About a year and a half ago I needed to cool down a bit, and get a wider perspective on what I was looking for. I did not want to stray too far however, so I kept my mind busy with readings on a related topic: The evolution of real desk forms and related "office" work through the centuries.

My research on glyphs, icons, thumbnails and the myriad ways of giving an original graphic identity to digital documents is not quite ready for prime time. On the other hand the readings, the notes, the references I have taken down on the topic of desks and desktops should really go out somewhere. This is why I have started writing a series of Wikipedia articles. I am doing it very gradually, starting at A with Armoire desk and adding a bit every day, with more articles at first and then some "encyclopedic" items to the same articles, like references and illustrations. The list of desk forms and types is partly a summary of the desk articles I have started.

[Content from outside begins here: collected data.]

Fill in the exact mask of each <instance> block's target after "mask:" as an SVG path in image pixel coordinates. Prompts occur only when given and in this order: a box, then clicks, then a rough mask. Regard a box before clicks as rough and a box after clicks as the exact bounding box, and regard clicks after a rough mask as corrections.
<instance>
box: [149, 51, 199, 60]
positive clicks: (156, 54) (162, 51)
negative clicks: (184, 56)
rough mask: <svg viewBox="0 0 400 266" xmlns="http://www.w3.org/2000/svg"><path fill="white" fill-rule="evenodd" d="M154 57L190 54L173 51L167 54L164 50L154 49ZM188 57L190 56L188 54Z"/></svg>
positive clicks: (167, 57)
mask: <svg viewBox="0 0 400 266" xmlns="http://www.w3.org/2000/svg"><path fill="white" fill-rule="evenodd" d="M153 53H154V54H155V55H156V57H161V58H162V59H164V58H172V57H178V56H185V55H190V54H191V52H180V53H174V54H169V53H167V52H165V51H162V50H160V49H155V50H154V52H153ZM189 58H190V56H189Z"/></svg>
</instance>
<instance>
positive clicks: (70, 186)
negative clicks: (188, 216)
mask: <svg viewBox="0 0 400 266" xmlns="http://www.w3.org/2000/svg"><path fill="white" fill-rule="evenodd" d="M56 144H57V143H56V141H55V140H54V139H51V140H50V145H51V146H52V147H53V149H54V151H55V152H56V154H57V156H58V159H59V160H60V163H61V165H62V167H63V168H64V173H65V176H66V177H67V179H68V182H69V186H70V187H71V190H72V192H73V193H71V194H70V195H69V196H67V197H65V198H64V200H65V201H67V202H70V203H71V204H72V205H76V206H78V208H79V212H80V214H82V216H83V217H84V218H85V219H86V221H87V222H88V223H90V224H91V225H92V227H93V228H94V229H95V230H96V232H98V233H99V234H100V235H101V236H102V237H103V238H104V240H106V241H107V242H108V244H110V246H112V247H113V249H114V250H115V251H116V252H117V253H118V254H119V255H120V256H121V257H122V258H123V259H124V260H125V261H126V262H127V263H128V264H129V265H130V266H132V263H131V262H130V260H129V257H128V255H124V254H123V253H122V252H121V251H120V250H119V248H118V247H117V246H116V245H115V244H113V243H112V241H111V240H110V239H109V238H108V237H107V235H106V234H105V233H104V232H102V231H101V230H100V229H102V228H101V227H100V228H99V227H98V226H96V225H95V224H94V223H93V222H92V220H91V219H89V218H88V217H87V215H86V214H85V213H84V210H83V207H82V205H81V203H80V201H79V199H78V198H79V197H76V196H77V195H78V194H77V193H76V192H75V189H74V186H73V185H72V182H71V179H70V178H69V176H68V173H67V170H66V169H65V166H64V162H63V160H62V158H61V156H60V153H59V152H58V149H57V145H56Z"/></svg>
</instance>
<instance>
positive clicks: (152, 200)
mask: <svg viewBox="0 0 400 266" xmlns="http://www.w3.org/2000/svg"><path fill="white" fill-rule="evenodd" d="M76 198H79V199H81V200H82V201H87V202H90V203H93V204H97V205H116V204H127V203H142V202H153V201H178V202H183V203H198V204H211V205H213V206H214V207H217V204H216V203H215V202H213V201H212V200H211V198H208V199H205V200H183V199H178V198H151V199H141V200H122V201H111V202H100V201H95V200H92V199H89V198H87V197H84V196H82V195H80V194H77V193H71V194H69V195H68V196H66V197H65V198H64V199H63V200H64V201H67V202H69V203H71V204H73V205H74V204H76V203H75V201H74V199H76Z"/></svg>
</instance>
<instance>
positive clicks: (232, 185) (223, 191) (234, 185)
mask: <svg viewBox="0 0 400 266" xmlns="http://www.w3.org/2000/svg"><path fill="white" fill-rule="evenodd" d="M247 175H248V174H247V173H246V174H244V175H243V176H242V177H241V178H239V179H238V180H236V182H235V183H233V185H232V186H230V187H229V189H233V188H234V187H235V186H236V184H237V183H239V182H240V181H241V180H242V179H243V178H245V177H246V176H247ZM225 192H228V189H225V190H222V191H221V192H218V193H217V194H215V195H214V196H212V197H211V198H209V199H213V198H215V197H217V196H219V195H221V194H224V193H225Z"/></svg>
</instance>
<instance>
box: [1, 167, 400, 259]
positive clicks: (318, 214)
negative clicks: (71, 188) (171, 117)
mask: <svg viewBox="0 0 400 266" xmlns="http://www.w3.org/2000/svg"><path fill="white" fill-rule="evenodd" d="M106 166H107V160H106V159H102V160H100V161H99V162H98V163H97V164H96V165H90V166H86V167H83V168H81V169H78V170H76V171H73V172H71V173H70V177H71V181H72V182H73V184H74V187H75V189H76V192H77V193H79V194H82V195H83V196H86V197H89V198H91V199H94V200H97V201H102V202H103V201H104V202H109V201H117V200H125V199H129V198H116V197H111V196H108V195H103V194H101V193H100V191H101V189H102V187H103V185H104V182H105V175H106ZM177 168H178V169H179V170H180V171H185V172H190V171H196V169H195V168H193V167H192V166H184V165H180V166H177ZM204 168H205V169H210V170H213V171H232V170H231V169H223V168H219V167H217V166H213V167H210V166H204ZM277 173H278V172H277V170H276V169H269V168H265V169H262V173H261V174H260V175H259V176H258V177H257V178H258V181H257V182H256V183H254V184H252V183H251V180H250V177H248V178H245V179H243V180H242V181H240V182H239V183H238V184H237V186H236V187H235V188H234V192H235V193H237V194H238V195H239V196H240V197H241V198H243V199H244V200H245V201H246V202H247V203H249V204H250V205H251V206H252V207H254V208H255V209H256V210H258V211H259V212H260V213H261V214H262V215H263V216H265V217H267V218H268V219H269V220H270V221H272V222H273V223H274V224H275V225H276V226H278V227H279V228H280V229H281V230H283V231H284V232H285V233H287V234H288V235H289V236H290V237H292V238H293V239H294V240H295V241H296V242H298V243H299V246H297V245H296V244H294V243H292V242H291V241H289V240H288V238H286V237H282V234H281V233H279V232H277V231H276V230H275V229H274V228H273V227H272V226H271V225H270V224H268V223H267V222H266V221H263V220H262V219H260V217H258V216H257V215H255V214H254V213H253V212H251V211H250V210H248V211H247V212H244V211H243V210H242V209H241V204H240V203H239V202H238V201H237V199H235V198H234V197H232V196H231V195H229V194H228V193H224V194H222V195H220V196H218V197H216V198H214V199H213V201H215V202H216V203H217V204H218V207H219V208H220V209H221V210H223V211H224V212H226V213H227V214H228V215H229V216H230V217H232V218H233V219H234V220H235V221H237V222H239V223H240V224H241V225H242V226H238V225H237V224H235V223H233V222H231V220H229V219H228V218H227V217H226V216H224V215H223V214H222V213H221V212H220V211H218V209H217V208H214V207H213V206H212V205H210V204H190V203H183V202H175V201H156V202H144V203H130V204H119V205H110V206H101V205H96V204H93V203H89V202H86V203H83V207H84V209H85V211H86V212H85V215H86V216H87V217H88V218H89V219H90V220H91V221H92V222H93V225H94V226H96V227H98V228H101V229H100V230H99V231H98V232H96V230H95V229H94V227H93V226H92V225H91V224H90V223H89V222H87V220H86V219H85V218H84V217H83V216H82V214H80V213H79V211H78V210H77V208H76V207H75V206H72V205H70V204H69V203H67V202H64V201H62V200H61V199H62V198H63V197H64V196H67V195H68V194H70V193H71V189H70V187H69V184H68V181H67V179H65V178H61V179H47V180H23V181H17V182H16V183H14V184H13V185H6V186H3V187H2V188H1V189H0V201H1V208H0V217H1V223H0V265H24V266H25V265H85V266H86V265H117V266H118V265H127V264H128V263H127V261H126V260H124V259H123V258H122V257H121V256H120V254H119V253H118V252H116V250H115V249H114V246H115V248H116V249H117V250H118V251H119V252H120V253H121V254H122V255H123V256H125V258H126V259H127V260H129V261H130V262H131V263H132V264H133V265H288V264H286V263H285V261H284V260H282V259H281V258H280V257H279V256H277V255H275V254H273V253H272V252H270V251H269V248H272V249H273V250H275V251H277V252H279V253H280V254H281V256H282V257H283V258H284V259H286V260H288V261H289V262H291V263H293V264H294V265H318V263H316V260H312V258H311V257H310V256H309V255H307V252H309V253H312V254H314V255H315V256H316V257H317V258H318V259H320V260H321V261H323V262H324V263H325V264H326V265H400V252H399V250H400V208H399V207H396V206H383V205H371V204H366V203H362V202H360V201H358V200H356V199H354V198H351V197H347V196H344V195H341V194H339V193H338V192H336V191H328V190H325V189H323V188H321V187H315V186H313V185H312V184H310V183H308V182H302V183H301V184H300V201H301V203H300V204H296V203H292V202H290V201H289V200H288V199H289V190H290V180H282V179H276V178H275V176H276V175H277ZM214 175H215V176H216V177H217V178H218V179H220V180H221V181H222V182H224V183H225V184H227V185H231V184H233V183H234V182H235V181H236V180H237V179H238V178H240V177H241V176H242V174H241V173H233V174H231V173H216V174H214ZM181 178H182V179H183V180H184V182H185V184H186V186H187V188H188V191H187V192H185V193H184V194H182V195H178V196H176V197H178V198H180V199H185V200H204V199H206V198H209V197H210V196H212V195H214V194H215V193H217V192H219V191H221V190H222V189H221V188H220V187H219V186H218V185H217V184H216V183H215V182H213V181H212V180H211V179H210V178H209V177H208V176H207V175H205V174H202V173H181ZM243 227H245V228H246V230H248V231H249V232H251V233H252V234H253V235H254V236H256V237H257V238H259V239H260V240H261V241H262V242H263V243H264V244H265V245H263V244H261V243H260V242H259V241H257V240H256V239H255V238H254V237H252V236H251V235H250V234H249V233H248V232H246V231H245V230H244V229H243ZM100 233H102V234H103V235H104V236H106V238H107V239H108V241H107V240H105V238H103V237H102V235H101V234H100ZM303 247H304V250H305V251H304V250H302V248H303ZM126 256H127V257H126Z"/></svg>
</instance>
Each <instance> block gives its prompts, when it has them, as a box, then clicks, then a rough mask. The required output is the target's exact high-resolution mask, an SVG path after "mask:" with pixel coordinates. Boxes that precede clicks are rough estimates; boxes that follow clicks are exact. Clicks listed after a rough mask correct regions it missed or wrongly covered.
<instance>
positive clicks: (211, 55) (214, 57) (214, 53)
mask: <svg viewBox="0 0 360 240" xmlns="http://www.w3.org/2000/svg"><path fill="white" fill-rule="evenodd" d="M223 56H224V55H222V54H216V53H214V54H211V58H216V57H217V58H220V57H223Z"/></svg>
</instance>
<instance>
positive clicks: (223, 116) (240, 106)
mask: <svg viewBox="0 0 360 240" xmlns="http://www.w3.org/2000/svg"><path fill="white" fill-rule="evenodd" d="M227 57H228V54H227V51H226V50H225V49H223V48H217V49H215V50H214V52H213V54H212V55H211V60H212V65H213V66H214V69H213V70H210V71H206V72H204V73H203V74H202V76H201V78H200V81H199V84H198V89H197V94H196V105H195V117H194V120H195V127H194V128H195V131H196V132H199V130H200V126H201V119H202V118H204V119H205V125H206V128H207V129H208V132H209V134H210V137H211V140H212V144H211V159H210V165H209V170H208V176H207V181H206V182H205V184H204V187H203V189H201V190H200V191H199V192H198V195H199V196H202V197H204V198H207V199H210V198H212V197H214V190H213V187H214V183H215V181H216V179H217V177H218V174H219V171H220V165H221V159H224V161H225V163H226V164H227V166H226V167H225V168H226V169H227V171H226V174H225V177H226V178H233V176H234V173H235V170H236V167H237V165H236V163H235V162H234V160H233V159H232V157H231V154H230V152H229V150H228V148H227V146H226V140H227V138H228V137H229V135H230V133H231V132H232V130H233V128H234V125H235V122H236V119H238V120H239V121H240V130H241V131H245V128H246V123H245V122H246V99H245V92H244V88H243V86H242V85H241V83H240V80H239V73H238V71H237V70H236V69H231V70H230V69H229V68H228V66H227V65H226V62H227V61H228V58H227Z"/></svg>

I am also making additions to related articles such as ones dealing with the user interface and others dealing with the industrial revolution. The different phases of the industrial revolution (or the first industrial revolution, the second industrial revolution and so on, if you prefer these terms) all tie these elements together from an historical point of view. The article on the office of the future and others linked to it tie up things from the point of view of the user interface issue.

And I am making a few additions to articles related to Military History and to the History of Technology.